Attaching additional information to the AST #17

lucaswerkmeister · 2014-05-21T20:12:19Z

I wonder if it would be useful to provide a place in the AST nodes where other tools / modules / programs can attach additional information. For example:

shared abstract class Node<ExtraInfo=Anything>() {
    // ...
    shared variable ExtraInfo? extraInfo = null;
    // or
    shared variable {ExtraInfo*} extraInfo = {};
}

For example, a Ceylon compiler modeled after the current one might use

Node<[
    Token, // startToken
    Token, // endToken
    {Message*}, // errors, warnings
    Scope, // scope
    Unit // unit
]>

With ceylon/ceylon-spec#594, we could even have:

shared abstract class Node<ExtraInfo=Anything>(extraInfo = null) {
    // ...
    shared variable ExtraInfo extraInfo;
}

With this, you could make extraInfo non-optional as long as you provide a valid initial value.

The text was updated successfully, but these errors were encountered:

lucaswerkmeister · 2014-05-21T20:25:25Z

The conventional way to do this is the Decorator pattern: You define a class MyNode() extends Node() { shared variable ExtraInfo extraInfo; }. However, that gives you problems:

Your MyExpression can’t extend both Expression and MyNode (this is exactly the problem we had in Inheritance #6)
As the AST attributes are all non-default (we don’t want to allow anyone to make them variable), you couldn’t refine e. g. {Statement*} Block.statements to {MyStatement*} (which would in principle be sound, being immutable – Mutability? #2 – all attributes are out only).

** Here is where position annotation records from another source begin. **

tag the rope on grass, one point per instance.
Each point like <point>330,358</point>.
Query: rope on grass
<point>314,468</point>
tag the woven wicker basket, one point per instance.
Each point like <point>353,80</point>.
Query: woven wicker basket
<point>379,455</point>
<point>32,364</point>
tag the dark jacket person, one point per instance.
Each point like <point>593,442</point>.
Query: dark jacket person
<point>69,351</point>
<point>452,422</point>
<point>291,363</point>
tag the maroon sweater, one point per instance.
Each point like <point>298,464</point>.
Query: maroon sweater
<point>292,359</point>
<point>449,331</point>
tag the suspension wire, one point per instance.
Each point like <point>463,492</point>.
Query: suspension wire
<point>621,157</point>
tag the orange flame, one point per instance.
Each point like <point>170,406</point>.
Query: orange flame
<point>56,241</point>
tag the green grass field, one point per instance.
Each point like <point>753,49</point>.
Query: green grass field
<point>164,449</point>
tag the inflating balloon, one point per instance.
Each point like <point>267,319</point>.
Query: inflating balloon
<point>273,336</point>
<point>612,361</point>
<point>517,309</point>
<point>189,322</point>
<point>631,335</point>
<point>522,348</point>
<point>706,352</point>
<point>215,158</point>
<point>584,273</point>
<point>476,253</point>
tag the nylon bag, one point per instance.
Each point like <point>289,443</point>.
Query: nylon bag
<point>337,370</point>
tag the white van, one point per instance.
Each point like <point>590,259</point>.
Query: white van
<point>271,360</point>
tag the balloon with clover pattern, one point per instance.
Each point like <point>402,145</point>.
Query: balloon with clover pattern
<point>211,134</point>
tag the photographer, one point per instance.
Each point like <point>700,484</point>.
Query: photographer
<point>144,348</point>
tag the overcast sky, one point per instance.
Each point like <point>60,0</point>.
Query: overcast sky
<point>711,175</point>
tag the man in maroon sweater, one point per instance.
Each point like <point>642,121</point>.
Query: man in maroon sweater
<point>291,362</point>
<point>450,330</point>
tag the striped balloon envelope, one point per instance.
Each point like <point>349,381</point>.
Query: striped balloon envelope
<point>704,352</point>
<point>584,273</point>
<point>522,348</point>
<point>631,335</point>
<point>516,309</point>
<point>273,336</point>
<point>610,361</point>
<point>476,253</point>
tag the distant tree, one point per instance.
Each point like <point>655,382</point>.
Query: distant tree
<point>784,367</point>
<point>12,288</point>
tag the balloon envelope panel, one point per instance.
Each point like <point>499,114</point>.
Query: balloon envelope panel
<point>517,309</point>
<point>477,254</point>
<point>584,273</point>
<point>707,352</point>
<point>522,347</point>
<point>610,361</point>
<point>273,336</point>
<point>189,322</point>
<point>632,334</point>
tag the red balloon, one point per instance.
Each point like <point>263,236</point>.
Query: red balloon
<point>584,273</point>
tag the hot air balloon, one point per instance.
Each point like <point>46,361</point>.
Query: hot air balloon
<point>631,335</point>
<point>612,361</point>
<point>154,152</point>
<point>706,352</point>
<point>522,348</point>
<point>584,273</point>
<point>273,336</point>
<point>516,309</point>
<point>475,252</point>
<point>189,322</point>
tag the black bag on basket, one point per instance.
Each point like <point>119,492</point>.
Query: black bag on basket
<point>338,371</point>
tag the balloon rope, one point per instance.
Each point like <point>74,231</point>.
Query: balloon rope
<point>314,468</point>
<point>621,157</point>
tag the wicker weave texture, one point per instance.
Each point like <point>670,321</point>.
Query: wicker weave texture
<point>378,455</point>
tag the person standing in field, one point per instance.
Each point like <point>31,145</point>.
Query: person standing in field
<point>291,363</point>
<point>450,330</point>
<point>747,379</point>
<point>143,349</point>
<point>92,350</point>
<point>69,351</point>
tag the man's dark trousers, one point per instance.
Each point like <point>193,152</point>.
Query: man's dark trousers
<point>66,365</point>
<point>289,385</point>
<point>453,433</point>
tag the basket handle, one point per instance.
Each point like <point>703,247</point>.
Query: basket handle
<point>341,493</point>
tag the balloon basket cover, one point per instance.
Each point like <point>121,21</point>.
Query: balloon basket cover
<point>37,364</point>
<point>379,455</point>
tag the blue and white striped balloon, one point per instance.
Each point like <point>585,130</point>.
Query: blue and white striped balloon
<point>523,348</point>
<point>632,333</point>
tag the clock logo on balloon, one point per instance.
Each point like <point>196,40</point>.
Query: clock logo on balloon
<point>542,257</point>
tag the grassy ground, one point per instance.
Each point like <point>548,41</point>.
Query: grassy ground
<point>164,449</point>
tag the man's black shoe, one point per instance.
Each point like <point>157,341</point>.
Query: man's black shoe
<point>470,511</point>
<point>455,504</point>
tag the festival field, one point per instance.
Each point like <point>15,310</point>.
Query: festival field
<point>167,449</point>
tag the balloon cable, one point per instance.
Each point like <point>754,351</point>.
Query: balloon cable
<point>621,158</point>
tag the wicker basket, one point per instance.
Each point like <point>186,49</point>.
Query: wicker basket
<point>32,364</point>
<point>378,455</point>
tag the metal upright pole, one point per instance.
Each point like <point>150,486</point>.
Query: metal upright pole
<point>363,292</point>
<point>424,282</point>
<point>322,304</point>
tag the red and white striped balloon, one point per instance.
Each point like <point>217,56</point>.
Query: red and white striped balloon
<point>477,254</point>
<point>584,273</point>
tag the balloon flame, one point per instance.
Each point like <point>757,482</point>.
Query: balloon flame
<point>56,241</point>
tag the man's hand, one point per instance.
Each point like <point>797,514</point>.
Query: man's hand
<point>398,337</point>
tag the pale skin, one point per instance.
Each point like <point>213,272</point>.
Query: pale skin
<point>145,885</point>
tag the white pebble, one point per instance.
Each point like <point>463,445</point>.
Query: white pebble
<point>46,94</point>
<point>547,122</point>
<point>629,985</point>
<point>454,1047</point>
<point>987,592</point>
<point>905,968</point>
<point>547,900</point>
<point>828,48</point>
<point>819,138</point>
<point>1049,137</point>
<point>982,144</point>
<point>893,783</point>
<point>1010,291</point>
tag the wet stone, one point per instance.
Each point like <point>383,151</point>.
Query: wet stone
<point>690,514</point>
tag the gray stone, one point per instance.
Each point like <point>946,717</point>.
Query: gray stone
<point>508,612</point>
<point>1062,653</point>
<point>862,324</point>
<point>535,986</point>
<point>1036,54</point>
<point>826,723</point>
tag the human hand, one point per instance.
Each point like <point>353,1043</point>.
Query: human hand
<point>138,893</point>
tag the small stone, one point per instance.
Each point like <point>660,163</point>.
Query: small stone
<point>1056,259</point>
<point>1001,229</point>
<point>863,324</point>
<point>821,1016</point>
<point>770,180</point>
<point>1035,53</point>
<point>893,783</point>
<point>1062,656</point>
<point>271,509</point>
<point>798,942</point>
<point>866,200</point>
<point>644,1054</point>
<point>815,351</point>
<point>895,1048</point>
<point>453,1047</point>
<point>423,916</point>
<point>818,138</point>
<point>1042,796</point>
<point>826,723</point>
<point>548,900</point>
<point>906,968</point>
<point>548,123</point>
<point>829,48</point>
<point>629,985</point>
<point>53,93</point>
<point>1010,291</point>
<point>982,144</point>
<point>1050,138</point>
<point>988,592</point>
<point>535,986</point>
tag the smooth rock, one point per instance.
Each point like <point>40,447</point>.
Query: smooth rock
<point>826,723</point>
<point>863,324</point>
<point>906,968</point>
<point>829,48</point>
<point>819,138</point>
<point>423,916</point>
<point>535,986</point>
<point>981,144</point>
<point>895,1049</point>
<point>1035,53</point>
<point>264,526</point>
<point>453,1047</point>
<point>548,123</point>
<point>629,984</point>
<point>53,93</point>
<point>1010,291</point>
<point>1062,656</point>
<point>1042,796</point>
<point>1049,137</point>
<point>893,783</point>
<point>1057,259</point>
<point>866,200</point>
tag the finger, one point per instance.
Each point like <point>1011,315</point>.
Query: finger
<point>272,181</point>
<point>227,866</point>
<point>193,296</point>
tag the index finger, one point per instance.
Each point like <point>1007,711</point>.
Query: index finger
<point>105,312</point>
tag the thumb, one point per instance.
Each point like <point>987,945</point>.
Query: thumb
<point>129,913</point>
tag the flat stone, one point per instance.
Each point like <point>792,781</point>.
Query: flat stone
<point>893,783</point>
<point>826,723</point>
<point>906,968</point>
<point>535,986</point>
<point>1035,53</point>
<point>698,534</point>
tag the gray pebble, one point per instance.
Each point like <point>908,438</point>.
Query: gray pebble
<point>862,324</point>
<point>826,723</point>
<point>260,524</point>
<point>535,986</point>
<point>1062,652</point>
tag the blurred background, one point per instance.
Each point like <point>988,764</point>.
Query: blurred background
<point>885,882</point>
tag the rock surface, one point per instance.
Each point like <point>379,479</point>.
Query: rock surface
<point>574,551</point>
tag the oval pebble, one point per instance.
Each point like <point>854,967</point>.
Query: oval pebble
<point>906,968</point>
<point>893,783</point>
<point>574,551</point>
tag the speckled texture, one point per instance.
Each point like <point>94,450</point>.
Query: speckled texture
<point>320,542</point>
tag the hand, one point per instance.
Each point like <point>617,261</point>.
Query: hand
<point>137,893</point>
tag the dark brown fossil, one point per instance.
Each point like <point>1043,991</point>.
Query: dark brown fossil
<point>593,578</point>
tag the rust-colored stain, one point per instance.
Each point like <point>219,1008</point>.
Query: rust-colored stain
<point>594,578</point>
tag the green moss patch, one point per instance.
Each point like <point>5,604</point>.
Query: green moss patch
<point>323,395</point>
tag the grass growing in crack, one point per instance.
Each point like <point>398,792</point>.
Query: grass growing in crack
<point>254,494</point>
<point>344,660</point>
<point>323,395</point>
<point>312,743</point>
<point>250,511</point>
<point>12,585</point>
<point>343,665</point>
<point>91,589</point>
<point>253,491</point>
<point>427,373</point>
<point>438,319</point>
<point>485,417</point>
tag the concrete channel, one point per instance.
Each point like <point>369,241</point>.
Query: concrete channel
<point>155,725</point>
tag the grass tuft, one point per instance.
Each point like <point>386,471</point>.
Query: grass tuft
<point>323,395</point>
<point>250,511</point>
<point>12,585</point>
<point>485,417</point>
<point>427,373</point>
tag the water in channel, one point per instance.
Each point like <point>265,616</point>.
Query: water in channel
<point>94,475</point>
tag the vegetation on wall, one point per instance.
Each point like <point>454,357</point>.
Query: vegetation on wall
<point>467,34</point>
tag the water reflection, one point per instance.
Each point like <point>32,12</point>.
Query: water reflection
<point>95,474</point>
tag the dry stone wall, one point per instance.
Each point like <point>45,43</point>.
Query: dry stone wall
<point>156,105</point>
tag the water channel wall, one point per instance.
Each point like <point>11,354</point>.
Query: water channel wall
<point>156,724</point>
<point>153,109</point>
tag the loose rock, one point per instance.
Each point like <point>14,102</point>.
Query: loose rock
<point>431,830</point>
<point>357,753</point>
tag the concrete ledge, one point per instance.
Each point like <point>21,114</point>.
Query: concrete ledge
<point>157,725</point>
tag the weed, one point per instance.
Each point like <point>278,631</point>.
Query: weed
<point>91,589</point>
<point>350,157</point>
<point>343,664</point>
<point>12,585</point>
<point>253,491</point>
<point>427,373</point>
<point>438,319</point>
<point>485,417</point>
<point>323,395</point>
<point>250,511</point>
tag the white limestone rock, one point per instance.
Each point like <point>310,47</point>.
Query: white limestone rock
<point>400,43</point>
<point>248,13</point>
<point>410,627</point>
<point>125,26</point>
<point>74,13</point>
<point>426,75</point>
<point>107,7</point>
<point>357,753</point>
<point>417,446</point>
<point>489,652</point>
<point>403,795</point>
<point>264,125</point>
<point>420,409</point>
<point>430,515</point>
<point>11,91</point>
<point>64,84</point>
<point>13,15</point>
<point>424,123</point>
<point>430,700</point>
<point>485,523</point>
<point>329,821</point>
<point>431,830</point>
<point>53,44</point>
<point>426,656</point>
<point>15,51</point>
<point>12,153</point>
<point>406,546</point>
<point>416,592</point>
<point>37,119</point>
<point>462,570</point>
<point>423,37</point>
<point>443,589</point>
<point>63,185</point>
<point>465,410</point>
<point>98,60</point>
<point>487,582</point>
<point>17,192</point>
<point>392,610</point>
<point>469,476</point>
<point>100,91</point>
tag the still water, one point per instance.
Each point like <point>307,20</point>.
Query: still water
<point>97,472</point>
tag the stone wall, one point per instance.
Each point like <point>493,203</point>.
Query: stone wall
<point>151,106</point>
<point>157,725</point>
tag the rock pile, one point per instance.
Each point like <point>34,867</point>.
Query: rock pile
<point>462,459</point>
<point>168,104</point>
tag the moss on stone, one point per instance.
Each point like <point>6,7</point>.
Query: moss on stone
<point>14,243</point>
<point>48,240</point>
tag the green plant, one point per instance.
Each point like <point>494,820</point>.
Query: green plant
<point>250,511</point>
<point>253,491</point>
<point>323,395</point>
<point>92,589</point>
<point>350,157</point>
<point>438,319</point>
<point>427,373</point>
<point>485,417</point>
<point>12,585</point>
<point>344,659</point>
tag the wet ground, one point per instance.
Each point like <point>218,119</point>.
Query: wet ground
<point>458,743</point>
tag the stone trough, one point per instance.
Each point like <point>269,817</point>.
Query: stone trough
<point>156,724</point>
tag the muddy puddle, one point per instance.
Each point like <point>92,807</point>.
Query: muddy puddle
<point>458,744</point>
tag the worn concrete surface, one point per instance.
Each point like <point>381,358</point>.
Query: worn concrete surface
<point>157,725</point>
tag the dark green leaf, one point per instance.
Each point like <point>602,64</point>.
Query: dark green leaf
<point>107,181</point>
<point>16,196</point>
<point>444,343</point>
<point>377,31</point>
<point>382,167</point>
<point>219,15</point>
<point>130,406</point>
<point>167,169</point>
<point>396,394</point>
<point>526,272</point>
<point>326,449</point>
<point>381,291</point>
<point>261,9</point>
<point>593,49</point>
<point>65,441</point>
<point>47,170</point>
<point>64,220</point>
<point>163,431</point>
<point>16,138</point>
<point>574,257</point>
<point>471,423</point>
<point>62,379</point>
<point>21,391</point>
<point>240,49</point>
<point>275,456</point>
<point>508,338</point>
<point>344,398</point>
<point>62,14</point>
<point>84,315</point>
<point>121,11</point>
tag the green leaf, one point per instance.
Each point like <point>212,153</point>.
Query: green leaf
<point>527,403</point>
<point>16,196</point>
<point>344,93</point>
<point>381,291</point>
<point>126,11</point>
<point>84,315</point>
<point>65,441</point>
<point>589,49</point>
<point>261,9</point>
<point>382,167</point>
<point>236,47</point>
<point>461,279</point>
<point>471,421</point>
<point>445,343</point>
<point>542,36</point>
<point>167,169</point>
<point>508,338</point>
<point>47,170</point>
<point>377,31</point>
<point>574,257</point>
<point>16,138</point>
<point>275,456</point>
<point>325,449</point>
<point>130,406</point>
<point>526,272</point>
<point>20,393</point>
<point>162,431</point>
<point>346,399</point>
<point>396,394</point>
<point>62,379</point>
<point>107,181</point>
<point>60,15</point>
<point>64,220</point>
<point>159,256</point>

But surely, these problems aren’t unique to ceylon.ast – there must be standard ways and patterns to deal with them?

lucaswerkmeister · 2014-06-19T15:42:09Z

Maybe the people who worked on the current compiler can say if this would be useful? @gavinking @FroMage @tombentley @quintesse @thradec?

FroMage · 2014-06-19T16:05:21Z

This is definitly a great idea. We've wanted to attach custom info for a while on both AST and model nodes.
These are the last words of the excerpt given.